Friday, August 13, 2010

Do you want Egg on that?

There is a local bagel shop I like to go to and get what they call a eggwich and every time I place my order for an eggwich with ham and cheese they always ask me EGG, ham and cheese?  I always say yes, but I wonder has anyone ever ordered an eggwich and requested not to have the egg on it?  Wouldn't that just be a bagel with ham and cheese? and why would you order an eggwich if you don't want the egg?  Them asking me about the egg on the bagel is like asking when you ordered a hamburger if you wanted the hamburger meat on the burger.  Does anyone else find this question to be strange or is it just me?

Disaster in Rancho Cordova Data Center....

Once a year my work has what they call Disaster recovery week to test our backup plan in case there is a disaster at our location.  What happens is they take the backup tapes to our backup location and load the information on our backup machines and then run production on those systems to see if we could switch over with as little break in service as possible.  All sounds like a good idea and every company should have a disaster recovery plan.  The reason I am writing this entry is because my company actually plays out the fake disaster with a long detail explanation of what happened that caused the problem.
For example this year the disaster was that an airplane engine fell out of the sky and came through our roof taking out our communications and some of our server cabinets in a particular part of our Data Center.  I was listening in to the conference call where they are asking about the condition of the building, if anyone was injured as well as if the fire department was on site.  To which the participant answer as if this is really going on.  So although there is nothing wrong I hear one guy say yes the fire department was here and there was a fire in our data center from the debris of the engine.  I had to keep from laughing as I listened to the call because it was all just make believe.  I can understand why they have to act like this is real but to hear adults who for a live do not pretend things are happening which are not talk like they are was funny to me.  Perhaps next year I will be part of the DR testing and have to pretend some horrific accident has taken place and I am now responsible for getting the business running from our backup location.  Oh the fun we have at work.
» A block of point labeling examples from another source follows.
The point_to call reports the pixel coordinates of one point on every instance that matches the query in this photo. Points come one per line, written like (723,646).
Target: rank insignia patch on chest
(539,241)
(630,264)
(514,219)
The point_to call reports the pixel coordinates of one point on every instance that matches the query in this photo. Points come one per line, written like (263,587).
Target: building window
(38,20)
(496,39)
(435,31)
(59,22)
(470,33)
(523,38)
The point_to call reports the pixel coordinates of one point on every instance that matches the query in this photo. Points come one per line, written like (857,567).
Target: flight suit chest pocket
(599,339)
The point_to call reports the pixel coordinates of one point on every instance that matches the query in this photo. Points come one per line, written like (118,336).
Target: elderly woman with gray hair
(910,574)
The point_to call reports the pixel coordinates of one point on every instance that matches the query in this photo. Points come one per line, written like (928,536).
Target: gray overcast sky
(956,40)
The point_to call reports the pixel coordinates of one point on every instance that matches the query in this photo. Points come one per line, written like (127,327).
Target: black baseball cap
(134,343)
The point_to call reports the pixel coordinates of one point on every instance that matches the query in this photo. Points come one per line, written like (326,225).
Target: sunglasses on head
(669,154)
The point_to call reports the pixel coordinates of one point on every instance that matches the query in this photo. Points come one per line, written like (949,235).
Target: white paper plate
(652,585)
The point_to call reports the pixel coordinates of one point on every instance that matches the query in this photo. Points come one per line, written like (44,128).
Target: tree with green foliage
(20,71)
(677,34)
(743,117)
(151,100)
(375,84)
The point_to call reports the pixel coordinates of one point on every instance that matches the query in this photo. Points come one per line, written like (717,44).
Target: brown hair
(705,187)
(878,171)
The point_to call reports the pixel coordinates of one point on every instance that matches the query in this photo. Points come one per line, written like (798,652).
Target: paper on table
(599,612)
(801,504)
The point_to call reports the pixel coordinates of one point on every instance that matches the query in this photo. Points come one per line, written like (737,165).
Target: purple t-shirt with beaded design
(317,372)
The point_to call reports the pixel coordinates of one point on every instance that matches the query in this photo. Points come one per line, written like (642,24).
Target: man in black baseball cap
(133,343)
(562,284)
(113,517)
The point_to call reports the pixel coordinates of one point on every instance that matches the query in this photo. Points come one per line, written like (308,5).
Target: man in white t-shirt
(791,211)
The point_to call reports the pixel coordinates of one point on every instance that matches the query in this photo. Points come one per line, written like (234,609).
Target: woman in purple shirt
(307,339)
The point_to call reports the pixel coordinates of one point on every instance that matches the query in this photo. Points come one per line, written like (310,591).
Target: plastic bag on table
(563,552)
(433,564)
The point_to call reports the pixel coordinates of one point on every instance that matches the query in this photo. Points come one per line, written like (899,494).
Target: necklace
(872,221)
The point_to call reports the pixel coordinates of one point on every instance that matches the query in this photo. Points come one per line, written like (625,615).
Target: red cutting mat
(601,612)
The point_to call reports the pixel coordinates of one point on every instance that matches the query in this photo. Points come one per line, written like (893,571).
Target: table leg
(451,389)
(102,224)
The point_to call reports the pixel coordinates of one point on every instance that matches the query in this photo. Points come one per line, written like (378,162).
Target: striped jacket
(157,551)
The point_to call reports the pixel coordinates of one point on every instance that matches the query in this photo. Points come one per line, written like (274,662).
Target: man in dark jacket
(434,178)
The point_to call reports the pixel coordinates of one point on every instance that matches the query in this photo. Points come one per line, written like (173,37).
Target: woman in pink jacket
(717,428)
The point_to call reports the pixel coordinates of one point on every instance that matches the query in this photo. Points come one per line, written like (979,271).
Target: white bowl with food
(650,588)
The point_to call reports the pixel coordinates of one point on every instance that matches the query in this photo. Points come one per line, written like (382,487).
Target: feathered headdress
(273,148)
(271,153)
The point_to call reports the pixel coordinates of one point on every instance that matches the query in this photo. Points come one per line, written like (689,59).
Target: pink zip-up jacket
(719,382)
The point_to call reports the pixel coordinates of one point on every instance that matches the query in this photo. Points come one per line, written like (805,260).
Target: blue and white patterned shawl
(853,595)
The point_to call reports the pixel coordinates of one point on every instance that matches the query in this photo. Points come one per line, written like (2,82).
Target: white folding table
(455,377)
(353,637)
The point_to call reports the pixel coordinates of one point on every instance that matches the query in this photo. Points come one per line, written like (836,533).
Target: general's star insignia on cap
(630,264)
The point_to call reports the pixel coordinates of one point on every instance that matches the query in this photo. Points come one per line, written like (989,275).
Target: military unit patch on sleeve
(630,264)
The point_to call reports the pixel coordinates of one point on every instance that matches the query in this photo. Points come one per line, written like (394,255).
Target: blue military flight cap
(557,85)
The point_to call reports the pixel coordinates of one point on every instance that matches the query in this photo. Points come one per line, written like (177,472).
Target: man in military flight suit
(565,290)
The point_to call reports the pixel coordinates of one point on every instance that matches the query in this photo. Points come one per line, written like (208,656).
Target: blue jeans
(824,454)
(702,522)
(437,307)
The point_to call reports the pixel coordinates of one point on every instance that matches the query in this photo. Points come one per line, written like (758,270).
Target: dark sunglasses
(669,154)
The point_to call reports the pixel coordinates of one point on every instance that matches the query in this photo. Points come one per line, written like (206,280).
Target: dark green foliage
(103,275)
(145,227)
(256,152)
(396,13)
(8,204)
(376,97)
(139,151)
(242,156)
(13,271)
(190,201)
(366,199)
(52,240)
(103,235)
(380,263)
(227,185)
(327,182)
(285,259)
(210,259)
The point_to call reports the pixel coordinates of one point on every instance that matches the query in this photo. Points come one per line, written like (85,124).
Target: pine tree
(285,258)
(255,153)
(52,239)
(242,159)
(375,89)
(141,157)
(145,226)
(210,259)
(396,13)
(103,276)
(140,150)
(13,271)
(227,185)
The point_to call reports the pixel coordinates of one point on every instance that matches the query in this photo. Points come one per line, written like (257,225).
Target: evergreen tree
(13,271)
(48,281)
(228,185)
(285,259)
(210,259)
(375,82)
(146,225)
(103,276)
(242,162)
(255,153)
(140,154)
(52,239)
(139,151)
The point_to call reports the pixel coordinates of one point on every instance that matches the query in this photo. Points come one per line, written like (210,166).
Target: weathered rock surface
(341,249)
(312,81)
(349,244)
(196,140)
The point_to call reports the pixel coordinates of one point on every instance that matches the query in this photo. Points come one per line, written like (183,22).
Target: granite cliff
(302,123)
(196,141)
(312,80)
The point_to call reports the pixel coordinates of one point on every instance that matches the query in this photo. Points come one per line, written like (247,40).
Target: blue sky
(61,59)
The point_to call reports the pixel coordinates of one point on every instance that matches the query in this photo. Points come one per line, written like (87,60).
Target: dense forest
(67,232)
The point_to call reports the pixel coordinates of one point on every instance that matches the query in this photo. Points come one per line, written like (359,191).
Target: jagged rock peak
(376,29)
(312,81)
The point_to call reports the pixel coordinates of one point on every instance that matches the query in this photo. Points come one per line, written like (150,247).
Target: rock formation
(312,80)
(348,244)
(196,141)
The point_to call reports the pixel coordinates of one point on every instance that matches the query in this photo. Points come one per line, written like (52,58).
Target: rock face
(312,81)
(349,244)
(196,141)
Warning.... Warning... Intruder alert!

OK, so why do things like this always happen when I am at work and never when my coworker who works grave shift.  Sunday night when I was covering the grave shift for my coworker the alarm system we have in the building started going off. Luckily I was not alone at the time and the guy that works swing shift was still at work.  He tried to silence the alarm as the display said something about an up link failure.  No worries if the up link has an issue as it will try again and eventually get connected.  Anyway I went over and keyed in the code since I had it memorized (I enter it every night when I set the alarm) which silenced the noise.  After getting the noise to stop the display said something about running a test so I said yes.  Well the monitoring company called us to say they showed an alarm on one of our doors.  The door was labeled File Library door, which no one knew what door that was.  The only library door we knew of was our tape library and that door doesn't have any sensors for the alarm.
Scott my coworker decided to go out and investigate the building to see what he could find so he gave me his fob (which is our keys to get in the doors) and decided to go all Jason Bourne and grabbed a pen and pencil for weapons.  I was on the phone with our monitoring company waiting for them to see if they had a schismatic of the office to tell us which door was causing the alarm.  As Scott left the data center I asked him if he wanted my pocket knife and at first he said no until I took it out and show it to him.  He then came back in and gave me the pencil and took the knife.  Long story short he checked to building finding nothing wrong and came back to the data center.  The monitoring company couldn't tell us what door it was and after discussing it between Scott and myself we decided it must be an internal door and had the monitoring company disable it until morning when they could have someone come out to look at our system.  Scott talked about us getting some wasp spray as a no lethal defense weapon because it can shoot up to 20 feet and will cause the person getting shot trouble enough for the shooter to get away. 
All was quiet the rest of the night which I was glad about because after 3am I am in the building alone.  Turns out that the door happens to be the one to the break room that is always propped open and that is why it was alarming.  They disabled that door from the alarm system and so we shouldn't have anymore alarms for that door anyway.